Some background: in order to address objections to contraceptive coverage by religious employers, an accommodation was written into the new health care law that required such employers to submit a form declaring their religious objections. Once the government received the form, it would direct a third party to provide coverage. The Hobby Lobby decision expanded the eligibility for this accommodation to closely-held for-profit corporations whose owners share the same religious beliefs.

For the folks pushing these cases, though, that wasn't good enough. They argued that since the eventual result of filling out the form or informing the federal government of their objections was that coverage would be provided, their religious freedom was still being impinged upon. So apparently under their argument the only way that the government could figure out that an employer should get an accommodation in the first place would be to use telepathy or something.

East Texas Baptist University v. Burwell is a consolidated batch of cases, handed down on Monday, involving religious employers who object to some or all forms of birth control. These employers are entitled to an accommodation exempting them from federal rules requiring them to offer birth control coverage to their employees. Most of them may invoke this accommodation simply by filling out a form or otherwise informing the federal government of their objection and naming the company that administers their employer health plan. At this point, the government works separately with that company to ensure that the religious employer’s workers receive contraception coverage through a separate health plan.

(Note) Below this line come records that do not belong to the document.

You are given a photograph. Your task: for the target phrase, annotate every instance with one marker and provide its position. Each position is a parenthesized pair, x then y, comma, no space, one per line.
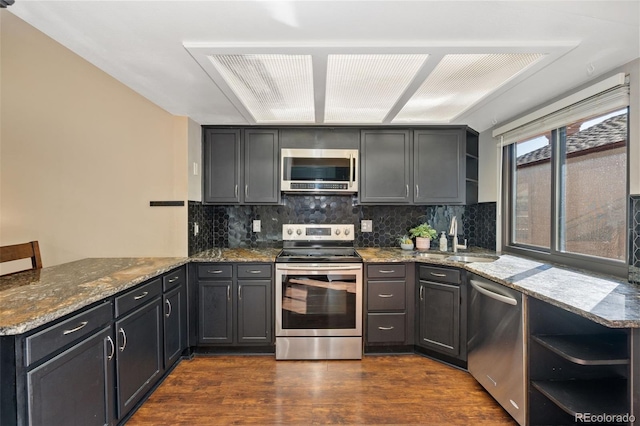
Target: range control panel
(316,232)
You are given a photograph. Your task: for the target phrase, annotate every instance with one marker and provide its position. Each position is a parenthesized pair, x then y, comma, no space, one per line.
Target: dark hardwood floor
(401,389)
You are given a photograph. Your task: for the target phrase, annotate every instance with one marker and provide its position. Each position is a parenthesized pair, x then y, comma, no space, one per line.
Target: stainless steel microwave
(319,170)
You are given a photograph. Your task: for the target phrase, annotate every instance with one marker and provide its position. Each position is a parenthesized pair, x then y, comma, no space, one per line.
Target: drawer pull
(168,314)
(124,339)
(113,348)
(141,296)
(73,330)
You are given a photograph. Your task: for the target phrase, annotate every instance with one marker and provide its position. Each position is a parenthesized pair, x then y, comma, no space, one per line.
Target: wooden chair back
(22,251)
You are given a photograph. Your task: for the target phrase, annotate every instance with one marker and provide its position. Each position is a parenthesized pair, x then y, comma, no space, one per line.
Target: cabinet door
(222,166)
(261,170)
(439,167)
(215,323)
(440,317)
(385,166)
(139,354)
(254,311)
(175,325)
(75,387)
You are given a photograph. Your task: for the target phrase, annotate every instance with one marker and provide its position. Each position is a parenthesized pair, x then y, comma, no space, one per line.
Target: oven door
(318,299)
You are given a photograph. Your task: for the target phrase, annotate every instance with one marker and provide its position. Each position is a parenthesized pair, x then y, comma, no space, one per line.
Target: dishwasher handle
(487,292)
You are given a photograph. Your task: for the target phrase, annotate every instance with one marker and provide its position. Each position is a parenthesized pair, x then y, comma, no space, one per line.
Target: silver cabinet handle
(82,325)
(168,314)
(113,348)
(435,274)
(124,339)
(141,296)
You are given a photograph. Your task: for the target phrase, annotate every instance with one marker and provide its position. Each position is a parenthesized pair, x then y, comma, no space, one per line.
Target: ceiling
(357,62)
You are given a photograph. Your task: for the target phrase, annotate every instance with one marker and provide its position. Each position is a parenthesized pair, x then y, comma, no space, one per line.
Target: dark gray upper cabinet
(241,166)
(419,166)
(221,166)
(261,171)
(385,166)
(439,166)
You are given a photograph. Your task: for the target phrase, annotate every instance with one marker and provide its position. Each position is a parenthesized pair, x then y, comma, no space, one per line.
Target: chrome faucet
(453,230)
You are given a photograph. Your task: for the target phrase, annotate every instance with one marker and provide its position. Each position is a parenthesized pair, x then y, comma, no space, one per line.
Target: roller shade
(605,96)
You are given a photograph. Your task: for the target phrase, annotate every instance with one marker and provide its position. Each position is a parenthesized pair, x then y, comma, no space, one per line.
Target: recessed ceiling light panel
(273,87)
(461,80)
(363,88)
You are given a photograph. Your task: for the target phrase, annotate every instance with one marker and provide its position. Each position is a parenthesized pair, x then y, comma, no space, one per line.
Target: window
(567,193)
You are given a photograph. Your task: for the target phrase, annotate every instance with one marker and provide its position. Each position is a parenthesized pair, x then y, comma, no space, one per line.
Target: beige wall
(81,156)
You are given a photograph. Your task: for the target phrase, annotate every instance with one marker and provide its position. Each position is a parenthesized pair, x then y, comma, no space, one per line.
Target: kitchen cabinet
(139,343)
(388,307)
(241,166)
(174,302)
(73,386)
(235,308)
(419,166)
(576,367)
(442,312)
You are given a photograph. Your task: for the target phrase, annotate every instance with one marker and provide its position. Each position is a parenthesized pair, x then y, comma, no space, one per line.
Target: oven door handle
(318,268)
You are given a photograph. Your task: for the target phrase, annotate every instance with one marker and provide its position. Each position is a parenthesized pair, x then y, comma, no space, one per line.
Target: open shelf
(586,396)
(593,349)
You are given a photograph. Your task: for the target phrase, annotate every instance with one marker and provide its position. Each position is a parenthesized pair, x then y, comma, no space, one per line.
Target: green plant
(424,230)
(405,239)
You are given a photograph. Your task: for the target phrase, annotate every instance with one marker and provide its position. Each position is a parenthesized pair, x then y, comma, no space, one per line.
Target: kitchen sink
(426,255)
(468,258)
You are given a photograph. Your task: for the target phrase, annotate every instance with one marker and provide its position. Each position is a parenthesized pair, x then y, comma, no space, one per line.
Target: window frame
(553,254)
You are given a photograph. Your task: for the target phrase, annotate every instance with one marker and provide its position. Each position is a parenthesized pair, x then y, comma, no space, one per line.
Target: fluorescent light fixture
(272,87)
(461,80)
(363,88)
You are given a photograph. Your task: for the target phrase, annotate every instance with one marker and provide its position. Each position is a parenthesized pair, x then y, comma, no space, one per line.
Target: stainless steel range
(318,293)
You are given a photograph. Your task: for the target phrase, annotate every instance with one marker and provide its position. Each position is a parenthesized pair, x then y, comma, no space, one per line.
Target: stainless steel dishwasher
(496,343)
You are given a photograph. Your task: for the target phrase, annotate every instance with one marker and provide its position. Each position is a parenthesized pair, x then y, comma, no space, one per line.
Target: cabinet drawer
(385,328)
(440,274)
(55,337)
(174,279)
(254,271)
(214,270)
(138,296)
(390,270)
(386,295)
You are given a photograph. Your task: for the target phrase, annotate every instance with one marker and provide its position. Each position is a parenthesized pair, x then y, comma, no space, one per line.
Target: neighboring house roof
(608,132)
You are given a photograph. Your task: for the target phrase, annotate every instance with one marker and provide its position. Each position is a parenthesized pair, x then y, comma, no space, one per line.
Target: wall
(81,156)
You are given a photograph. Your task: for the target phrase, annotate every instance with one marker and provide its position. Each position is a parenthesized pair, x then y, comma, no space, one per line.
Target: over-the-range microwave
(319,170)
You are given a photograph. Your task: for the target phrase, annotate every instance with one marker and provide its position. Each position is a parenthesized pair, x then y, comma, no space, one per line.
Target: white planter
(423,243)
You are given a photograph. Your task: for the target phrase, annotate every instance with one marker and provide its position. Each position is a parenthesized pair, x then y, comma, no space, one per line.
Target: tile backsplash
(231,225)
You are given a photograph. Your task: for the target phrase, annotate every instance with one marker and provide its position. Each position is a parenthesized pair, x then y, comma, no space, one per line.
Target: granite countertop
(32,298)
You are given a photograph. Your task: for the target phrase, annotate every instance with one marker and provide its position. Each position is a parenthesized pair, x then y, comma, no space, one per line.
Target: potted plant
(423,233)
(405,242)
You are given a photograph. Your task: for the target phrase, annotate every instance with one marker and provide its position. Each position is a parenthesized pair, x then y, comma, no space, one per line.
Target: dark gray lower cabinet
(75,387)
(442,311)
(139,353)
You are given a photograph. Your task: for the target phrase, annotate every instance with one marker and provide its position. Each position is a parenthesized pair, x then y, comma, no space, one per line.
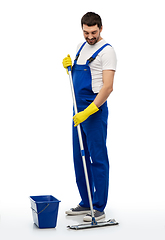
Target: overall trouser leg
(79,170)
(95,129)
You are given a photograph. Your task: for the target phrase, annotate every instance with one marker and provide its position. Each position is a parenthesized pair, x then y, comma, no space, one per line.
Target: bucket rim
(55,200)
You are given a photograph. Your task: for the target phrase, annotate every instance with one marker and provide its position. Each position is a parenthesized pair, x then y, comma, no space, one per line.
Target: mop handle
(81,146)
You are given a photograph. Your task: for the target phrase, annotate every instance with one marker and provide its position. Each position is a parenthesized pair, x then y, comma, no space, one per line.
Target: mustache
(91,39)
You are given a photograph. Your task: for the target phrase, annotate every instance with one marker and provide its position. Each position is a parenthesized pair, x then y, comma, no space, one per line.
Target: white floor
(135,223)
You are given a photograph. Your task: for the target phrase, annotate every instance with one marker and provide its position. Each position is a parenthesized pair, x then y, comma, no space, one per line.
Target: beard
(93,40)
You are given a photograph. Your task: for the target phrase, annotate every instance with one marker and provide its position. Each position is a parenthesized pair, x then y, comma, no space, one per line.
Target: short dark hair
(91,19)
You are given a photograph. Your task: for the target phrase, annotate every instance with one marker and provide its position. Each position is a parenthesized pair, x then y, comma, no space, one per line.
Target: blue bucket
(44,210)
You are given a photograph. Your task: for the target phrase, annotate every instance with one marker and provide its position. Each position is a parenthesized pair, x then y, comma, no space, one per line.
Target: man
(93,74)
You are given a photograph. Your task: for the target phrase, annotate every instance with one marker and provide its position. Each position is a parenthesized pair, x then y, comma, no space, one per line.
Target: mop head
(110,222)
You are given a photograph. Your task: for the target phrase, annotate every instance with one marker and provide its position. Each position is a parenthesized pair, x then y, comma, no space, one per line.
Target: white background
(36,107)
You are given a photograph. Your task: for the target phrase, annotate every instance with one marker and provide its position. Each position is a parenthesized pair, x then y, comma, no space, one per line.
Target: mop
(93,223)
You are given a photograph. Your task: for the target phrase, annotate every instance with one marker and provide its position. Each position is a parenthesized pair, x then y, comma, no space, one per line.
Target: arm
(108,77)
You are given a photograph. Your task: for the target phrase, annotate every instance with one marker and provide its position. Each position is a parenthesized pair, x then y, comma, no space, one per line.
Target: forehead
(88,29)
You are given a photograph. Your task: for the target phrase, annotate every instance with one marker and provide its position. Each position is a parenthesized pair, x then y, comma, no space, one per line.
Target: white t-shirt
(105,60)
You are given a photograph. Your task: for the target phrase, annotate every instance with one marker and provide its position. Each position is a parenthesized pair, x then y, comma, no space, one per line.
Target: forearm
(108,77)
(102,96)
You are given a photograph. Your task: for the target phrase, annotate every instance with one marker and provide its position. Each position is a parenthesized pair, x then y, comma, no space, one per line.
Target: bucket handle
(41,210)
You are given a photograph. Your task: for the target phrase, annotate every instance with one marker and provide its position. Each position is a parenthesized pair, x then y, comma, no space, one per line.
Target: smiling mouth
(90,41)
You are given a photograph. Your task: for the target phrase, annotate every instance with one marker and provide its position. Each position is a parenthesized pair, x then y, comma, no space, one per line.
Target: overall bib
(94,134)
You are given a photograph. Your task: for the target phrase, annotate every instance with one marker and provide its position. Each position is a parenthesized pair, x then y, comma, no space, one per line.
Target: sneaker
(98,215)
(78,210)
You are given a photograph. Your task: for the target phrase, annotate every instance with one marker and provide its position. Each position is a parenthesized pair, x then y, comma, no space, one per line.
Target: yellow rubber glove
(67,62)
(83,115)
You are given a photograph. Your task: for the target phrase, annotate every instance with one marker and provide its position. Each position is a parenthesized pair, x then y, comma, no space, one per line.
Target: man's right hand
(67,62)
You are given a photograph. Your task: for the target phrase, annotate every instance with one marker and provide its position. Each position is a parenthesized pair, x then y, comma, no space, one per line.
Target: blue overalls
(94,134)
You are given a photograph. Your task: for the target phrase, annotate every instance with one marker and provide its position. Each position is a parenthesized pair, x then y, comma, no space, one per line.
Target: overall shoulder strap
(96,53)
(78,53)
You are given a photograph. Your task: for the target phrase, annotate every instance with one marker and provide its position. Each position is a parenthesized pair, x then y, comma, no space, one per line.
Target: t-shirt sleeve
(109,60)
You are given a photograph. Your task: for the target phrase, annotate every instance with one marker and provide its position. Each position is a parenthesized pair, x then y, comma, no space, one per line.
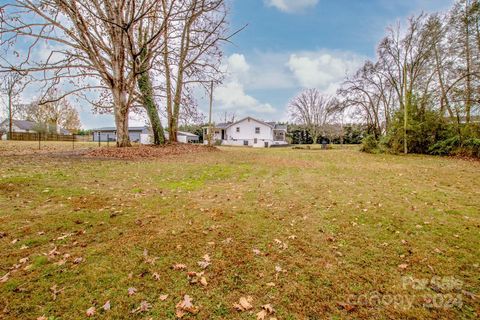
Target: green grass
(343,215)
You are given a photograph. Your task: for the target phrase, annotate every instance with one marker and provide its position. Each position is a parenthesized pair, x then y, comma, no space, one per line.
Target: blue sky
(294,44)
(289,45)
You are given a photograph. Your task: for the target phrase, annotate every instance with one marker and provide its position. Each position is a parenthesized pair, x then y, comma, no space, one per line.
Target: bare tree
(313,110)
(228,117)
(94,46)
(54,114)
(192,52)
(12,85)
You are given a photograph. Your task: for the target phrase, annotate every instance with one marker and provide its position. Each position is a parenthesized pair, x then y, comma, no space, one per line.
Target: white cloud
(323,70)
(232,97)
(237,65)
(291,6)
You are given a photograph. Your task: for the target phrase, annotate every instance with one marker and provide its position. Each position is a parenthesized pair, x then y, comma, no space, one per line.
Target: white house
(249,132)
(142,135)
(25,126)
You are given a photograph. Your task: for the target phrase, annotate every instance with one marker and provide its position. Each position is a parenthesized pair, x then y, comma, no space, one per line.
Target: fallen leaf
(184,306)
(55,292)
(144,307)
(179,266)
(78,260)
(403,266)
(347,307)
(244,304)
(91,311)
(163,297)
(5,277)
(262,315)
(106,306)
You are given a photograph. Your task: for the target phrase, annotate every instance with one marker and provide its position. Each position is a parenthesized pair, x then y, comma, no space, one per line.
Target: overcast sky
(293,44)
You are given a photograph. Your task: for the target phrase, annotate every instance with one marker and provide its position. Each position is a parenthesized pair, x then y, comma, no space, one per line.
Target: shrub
(370,144)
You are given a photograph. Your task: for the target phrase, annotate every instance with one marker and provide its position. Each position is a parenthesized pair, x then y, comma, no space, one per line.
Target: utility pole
(406,105)
(10,120)
(209,134)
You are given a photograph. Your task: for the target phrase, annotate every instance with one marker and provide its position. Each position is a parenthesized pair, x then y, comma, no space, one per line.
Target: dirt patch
(139,152)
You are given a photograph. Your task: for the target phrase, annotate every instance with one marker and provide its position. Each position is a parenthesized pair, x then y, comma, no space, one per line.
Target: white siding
(247,131)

Several lawsuits are working their way through the federal courts which raise the same legal argument at issue here. In essence, the employers claim that filling out the form that exempts them from having to provide birth control makes them complicit in their employee’s eventual decision to use contraception, and so the government cannot require them to fill out this form. So far, every single federal appeals court to consider this question has sided with the Obama administration and against religious employers who object to this accommodation.

Tuesday, June 23, 2015

Off-World Pyramids?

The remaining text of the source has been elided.